Consider the set of particles with a velocity $v_i$ towards the "sticky" wall.

Then replace the sticky wall with a normal perfectly elastic wall, but locate it a distance ${(v_1 \times \tau)/}{2}$ behind the location of the sticky wall. Note that the location of this wall is a function of the velocity under consideration

This new, enlarged vessel will mimic exactly the behaviour of the sticky walled one, at least for particles with normal velocity $v_i$.

The sticky box has volume $L^3$; the enhanced box has volume $L^2\times (L+{(v_1 \times \tau)/}{2})$

Can you see how the distribution of particles with different velocities will be affected by the sticky wall?

Edit:

All the particles will be uniformly distributed spatially.

However, the energy distribution will be skewed.

The presence of free-flying particles with a particular energy/velocity will be diminished. A fraction of them can be visualized as being in the extra space; the fraction in the real, $L^3$ space is just the ratio of that real volume to the volume including the moved wall. And that ratio changes for each different velocity.

Consider: a fast, high energy particle will spend $\tau$ stuck to the wall, perhaps $0.001 \tau$ on a round trip down the box and back, another $\tau$ stuck, and so on. Almost never part of the free distribution.

But a slow particle might spend $\tau$ stuck in the wall; then spend $1000 \tau$ driftinnnng down the length and back, another $\tau$ stuck... Almost always part of the free population.

• I was thinking about this exact way of analyzing the problem. Then I realized that a slower particle would be "returned to the gas" relatively sooner than a faster particle (in a situation where the MFP is long compared to $v\times \tau$, a cold particle would stay longer). Does this cause a cooling of the gas? – Floris Oct 2 '17 at 17:53
• The box has effective volumes that are different for each particle, depending on the particle's velocity. I don't see how that's helfpful, sorry. – becko Oct 2 '17 at 18:22
• I think that @DJohnM has centered qualitatively the point: if you fix a population with one velocity you obtain that particles that lives in the extra volume are the one glue to the wall. This is true for all velocity, so you have that in the true box the density is still uniform, and there are some particles stick on the wall. – Annibale Oct 2 '17 at 18:39
• @becko : if you want to find what is the fraction of particles stick on the wall you have to calculate the velocity distribution (that is unrelated to the glue on the wall in your formulation), and so it is the Maxwell distribution for an ideal gas, and integrate it multiplied for the fraction of particles stick on the wall with fixed velocity. – Annibale Oct 2 '17 at 18:43
• @AlessandroCandido I see. So that means that the distribution in the bulk of the box is still uniform. However, the density of particles stuck in the wall is a Dirac Delta, correct? In fact, using the extended box argument, the probability that a particle with velocity $v_i$ is stuck in the wall is $L^2 \times (v_i \tau)/2$ – becko Oct 2 '17 at 18:43

I believe the question is similar to phase equilibrium. Suppose you consider equilibrium between a liquid and its vapor. When a vapor molecule "hits" the liquid it does not rebound, but becomes part of the liquid and spends some time inside the liquid, before by pure chance it is ejected out again. Of course the time spent by a molecule inside the liquid is not fixed but a stochastic variable.
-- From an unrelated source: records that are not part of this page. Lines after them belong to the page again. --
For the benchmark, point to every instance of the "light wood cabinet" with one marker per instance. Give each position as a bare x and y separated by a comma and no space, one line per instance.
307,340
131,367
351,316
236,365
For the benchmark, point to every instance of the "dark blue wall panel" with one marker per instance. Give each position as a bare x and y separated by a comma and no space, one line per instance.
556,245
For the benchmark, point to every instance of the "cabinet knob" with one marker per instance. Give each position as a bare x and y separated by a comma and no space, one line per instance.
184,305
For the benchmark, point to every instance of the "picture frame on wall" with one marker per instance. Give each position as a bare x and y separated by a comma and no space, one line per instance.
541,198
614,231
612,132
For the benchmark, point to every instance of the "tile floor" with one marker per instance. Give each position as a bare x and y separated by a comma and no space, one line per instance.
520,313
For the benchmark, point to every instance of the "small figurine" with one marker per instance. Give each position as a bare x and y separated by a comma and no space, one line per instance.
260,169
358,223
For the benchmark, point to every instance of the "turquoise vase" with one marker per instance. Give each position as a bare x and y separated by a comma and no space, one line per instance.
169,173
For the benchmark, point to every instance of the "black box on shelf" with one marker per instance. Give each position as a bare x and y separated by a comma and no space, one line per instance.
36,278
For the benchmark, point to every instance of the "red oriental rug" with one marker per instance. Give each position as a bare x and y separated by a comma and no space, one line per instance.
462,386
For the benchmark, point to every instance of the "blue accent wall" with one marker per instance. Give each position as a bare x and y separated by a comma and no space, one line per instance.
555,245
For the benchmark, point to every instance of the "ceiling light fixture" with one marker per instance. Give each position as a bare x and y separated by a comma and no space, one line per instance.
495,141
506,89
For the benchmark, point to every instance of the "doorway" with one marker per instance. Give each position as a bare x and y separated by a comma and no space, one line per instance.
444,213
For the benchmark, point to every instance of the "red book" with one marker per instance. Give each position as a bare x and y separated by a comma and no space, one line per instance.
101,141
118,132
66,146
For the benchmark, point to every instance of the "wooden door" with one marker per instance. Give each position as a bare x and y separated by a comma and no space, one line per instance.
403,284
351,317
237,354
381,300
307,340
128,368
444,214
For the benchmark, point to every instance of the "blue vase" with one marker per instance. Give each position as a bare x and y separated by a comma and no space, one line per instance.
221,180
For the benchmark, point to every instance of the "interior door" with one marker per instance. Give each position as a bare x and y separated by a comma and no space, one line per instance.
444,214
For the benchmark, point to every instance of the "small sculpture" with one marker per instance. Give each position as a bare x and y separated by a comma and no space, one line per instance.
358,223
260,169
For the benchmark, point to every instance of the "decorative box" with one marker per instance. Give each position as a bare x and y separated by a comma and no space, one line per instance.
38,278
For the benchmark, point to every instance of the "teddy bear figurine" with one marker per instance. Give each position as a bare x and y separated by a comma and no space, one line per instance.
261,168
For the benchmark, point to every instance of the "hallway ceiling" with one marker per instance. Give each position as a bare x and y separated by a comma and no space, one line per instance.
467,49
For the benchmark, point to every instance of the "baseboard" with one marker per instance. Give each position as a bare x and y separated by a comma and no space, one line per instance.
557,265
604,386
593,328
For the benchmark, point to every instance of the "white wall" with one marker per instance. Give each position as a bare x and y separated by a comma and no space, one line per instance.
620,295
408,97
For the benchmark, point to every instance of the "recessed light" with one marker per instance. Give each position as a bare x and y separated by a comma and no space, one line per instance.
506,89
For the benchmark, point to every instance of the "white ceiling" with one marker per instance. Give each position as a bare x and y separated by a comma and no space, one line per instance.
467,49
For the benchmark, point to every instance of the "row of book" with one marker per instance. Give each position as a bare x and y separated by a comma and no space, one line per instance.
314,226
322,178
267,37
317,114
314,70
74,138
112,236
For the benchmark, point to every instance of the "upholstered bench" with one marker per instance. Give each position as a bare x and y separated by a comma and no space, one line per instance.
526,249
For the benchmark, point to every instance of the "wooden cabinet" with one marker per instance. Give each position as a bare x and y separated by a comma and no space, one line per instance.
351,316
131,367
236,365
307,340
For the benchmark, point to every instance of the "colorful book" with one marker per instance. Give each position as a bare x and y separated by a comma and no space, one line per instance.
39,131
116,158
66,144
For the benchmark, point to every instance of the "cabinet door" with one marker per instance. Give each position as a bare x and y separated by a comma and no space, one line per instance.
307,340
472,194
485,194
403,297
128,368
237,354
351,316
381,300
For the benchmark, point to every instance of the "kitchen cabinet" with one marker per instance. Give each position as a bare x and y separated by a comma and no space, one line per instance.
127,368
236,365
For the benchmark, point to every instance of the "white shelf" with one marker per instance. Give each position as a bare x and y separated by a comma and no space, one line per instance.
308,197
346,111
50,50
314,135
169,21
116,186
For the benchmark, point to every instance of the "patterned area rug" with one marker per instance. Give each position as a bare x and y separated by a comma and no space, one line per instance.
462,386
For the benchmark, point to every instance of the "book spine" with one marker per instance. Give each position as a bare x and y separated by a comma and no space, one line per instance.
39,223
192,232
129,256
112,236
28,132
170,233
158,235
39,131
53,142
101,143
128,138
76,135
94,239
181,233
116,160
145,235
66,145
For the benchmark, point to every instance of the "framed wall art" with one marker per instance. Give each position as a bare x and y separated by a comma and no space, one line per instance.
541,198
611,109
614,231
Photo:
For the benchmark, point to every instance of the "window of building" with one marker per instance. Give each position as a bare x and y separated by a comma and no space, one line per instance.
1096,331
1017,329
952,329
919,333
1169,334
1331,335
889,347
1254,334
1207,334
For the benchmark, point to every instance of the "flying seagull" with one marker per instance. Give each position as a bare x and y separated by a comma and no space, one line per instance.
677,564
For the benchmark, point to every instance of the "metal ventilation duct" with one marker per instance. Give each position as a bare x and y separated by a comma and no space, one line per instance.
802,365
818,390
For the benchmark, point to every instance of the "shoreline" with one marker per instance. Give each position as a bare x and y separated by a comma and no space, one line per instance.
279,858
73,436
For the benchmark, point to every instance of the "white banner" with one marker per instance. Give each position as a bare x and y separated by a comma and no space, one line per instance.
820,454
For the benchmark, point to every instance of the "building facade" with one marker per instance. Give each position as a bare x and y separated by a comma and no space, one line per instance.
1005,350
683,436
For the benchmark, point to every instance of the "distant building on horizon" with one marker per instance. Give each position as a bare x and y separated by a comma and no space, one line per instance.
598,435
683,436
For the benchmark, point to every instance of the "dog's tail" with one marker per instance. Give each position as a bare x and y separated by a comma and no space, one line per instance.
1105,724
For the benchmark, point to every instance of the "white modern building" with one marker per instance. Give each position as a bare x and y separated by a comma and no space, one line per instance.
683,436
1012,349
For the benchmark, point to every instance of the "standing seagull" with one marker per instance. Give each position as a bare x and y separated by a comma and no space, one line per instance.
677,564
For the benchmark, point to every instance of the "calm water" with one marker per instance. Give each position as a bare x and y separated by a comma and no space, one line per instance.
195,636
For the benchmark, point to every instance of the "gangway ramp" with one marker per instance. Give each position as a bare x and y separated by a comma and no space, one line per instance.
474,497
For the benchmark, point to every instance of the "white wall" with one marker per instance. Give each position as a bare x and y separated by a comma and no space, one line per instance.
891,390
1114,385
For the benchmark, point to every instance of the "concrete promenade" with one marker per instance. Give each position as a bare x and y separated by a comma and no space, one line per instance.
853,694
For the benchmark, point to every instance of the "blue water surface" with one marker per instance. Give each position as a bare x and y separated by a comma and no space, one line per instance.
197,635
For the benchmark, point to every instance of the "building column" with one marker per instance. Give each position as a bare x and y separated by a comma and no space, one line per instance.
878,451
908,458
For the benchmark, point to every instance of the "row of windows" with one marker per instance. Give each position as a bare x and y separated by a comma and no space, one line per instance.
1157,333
Larger stick-time $\tau$ is equivalent to the situation of low vapor pressure liquid. In other words, increasing $\tau$ will result in smaller fraction of molecules freely moving inside the box and the rest of them stuck to the walls when system reaches steady state. The molecule number concentration will be a step function, with change occurring at the sticky wall.

In your question the molecule is ejected from the sticky wall as if it were reflected (after time delay $\tau$). In the case of liquid-vapor system, molecule escaping the liquid has probably no memory of its velocity when it was last captured by the liquid. But if statistically the velocity distribution remains the same for molecules ejected from the sticky wall and for molecules that hit the sticky wall, the resulting velocity distribution inside the box (excluding walls) must be identical to that in the absence of sticky-walls.